Ballett vor dem Altar: Ungewöhnliche Gottesdienste in Dortmund
Entstanden ist dieses ungewöhnliche Gottesdienstformat in Kooperation mit dem Theater Dortmund schon 2015, zuerst als „Oper trifft Kirche“. Später kam „Ballett trifft Kirche“ hinzu. Im heutigen Gottesdienst werden Ausschnitte aus dem Ballett „Carmina Burana“ mit der Musik von Carl Orff aufgeführt, noch vor der Premiere der Inszenierung im Theater Dortmund am 18. Oktober.

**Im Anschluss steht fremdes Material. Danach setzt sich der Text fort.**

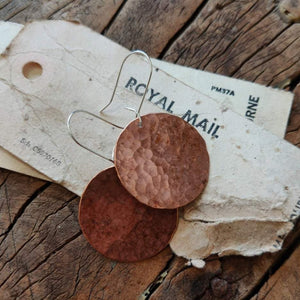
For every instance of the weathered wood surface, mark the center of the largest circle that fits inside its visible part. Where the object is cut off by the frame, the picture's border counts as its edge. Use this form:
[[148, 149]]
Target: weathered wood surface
[[284, 284], [43, 254]]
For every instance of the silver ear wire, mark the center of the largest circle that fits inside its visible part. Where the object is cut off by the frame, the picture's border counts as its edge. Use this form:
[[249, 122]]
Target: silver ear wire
[[74, 138], [136, 52]]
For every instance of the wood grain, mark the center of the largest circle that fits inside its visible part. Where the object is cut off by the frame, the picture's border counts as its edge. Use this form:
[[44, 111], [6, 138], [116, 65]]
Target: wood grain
[[245, 39], [149, 25], [95, 14], [43, 254], [284, 284]]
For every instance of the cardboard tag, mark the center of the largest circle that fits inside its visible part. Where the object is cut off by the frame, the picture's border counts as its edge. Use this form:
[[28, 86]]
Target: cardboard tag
[[265, 106], [238, 96], [254, 175]]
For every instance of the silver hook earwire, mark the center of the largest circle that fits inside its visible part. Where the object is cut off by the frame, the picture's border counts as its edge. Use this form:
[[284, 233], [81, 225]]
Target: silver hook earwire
[[138, 52], [77, 142]]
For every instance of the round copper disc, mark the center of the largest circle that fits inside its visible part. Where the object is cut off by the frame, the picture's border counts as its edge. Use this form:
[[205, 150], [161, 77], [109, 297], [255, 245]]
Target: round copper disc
[[119, 226], [164, 163]]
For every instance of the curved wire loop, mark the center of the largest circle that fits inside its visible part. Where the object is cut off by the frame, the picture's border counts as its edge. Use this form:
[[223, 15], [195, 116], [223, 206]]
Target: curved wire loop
[[74, 138], [136, 52]]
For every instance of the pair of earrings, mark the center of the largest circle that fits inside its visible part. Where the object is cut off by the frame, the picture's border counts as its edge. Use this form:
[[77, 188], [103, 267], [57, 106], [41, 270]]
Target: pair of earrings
[[129, 212]]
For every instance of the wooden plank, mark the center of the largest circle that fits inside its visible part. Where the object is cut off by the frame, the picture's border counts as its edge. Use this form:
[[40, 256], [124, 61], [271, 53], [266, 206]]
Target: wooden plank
[[243, 39], [95, 14], [284, 284], [149, 25], [293, 129], [45, 255], [42, 251]]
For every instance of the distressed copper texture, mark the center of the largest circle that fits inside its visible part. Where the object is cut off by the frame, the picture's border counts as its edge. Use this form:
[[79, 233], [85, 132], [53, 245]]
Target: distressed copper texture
[[164, 163], [119, 226]]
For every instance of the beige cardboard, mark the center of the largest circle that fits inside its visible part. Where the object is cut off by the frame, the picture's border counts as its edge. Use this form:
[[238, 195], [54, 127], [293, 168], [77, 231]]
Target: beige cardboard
[[270, 112], [236, 95], [254, 175]]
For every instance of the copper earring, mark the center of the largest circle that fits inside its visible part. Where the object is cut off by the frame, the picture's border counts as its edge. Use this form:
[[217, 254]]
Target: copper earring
[[114, 222], [160, 159]]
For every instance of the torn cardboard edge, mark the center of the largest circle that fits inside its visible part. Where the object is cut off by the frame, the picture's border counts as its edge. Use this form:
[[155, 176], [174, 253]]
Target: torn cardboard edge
[[238, 96], [253, 176]]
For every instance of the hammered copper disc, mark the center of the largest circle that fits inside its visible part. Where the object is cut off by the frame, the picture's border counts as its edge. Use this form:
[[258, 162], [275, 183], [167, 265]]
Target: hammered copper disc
[[164, 163], [119, 226]]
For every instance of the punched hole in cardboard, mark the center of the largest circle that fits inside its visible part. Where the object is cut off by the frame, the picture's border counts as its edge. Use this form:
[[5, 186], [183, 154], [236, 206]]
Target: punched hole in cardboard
[[32, 70]]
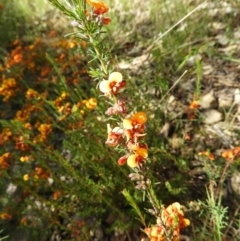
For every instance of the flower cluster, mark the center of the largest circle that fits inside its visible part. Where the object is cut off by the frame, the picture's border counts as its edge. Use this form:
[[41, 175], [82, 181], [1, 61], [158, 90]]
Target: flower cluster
[[99, 8], [8, 88], [130, 130], [170, 223], [231, 154]]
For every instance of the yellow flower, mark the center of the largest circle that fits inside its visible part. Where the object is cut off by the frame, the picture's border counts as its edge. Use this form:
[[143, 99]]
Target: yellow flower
[[99, 7], [26, 177], [113, 85], [91, 103]]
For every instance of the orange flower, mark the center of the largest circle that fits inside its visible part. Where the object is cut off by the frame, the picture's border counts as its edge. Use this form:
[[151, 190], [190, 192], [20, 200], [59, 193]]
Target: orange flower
[[134, 126], [99, 7], [134, 160], [209, 155], [231, 153], [5, 216], [114, 136], [194, 105], [117, 108], [17, 58], [113, 85], [140, 149]]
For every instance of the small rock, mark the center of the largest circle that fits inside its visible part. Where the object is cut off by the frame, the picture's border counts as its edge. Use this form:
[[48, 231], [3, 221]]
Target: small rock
[[193, 59], [211, 116], [225, 101], [208, 100]]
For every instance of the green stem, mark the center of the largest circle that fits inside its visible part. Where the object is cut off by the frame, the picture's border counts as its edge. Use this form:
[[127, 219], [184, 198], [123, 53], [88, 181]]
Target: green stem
[[97, 51]]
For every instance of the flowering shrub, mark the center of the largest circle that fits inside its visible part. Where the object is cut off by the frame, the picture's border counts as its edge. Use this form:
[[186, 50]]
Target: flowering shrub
[[57, 132]]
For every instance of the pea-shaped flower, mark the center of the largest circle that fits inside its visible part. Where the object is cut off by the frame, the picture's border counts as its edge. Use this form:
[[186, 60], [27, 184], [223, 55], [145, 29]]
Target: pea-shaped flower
[[113, 85]]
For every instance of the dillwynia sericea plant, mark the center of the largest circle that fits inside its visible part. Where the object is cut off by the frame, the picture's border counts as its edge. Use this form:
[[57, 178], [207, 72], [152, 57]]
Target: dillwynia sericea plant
[[88, 17]]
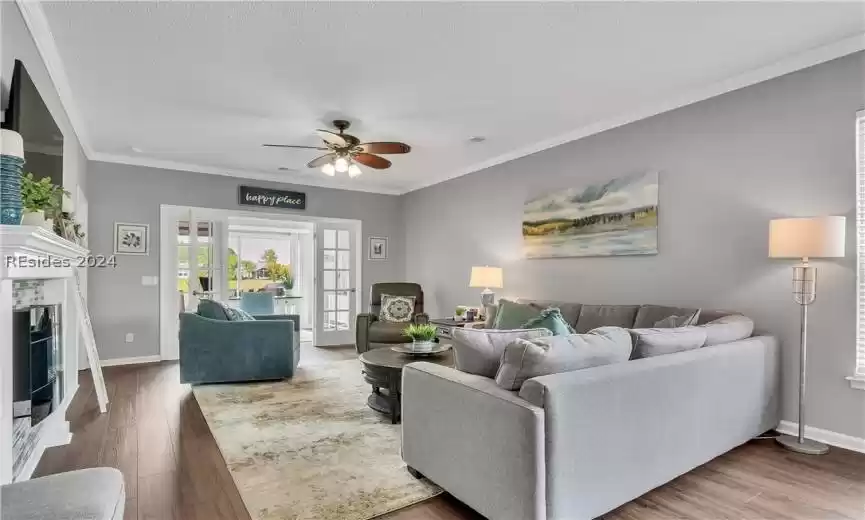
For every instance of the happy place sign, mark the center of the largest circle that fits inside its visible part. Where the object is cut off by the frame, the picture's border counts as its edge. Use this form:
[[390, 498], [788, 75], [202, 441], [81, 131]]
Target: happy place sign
[[268, 198]]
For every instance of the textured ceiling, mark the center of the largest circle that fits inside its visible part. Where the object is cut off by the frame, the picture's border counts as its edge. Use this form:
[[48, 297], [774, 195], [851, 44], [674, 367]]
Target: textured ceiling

Doch bevor getanzt wird, begrüßt Pfarrerin Susanne Karmeier die Gottesdienstbesucher: „Die Musik aus 'Carmina Burana' ist alles andere als eine heilige, geistliche Musik, aber sie ist voller Leben.“ Im Gottesdienst gehe es um die Haltung zum Leben, um Dankbarkeit, sagt sie, und mit welcher Haltung man dem Auf und Ab des Lebens am besten begegne. „Das Ballett malt und tanzt heute dazu seine Bilder.“
Nach Eingangsworten, Orgelmusik und einem Gebet betreten die 18 Tänzerinnen und Tänzer zum ersten Mal den Altarraum. In schwarz-roten Gewändern stellen sie sich im Kreis auf und tanzen zu „O Fortuna“, dem Rad des Schicksals - anmutig und ausdrucksstark. Insgesamt werden drei Ausschnitte aus dem Ballett gezeigt, dazwischen werden zur Musik passende Bibelstellen vorgelesen und von Pfarrerin Karmeier kommentiert. Dabei stellt sie fast schon philosophische Fragen an die Gemeinde. „Was für ein Leben macht Sinn? Wie können wir leben im Wechsel der Zeiten? Was ist Ihre Haltung des Lebens?“
Mögliche Antworten auf diese Fragen gibt Tobias Ehinger, geschäftsführender Direktor des Theaters Dortmund. In seiner Kanzelrede spricht er davon, dass in westlichen Kulturen Dankbarkeit oft als Pflicht angesehen werde. „Ein Kind bekommt ein Geschenk und bedankt sich dafür. Denn so hat es das gelernt.“ Doch wahrer Dank wachse aus der Demut, sagt Ehinger. Dankbarkeit helfe, mit dem Schicksal zurechtzukommen. „Dankbarkeit stellt das Wir ins Zentrum.“ Dankbarkeit müsse als Haltung gesehen werden. „So wird es nicht zur Pflicht, sondern zur Befreiung.“
Gerade auch zu Krisenzeiten komme es darauf an, wie man das Leben sehe, sagt Ehinger. „Demut und Dankbarkeit als Haltung schafft Lebensfreude, es schafft Resilienz, es schafft gesellschaftlichen Zusammenhalt. Wer dankt, kann nicht spalten, der weitet seinen Horizont.“ Sowohl im Theater als auch in der Kirche würden Räume geschaffen, in denen die Menschen Demut und Dank empfinden könnten. Am Ende des Gottesdienstes gibt es tosenden Applaus von den Gottesdienstbesuchern, die sich alle von ihren Sitzen erheben - ganz wie nach einem Theaterbesuch.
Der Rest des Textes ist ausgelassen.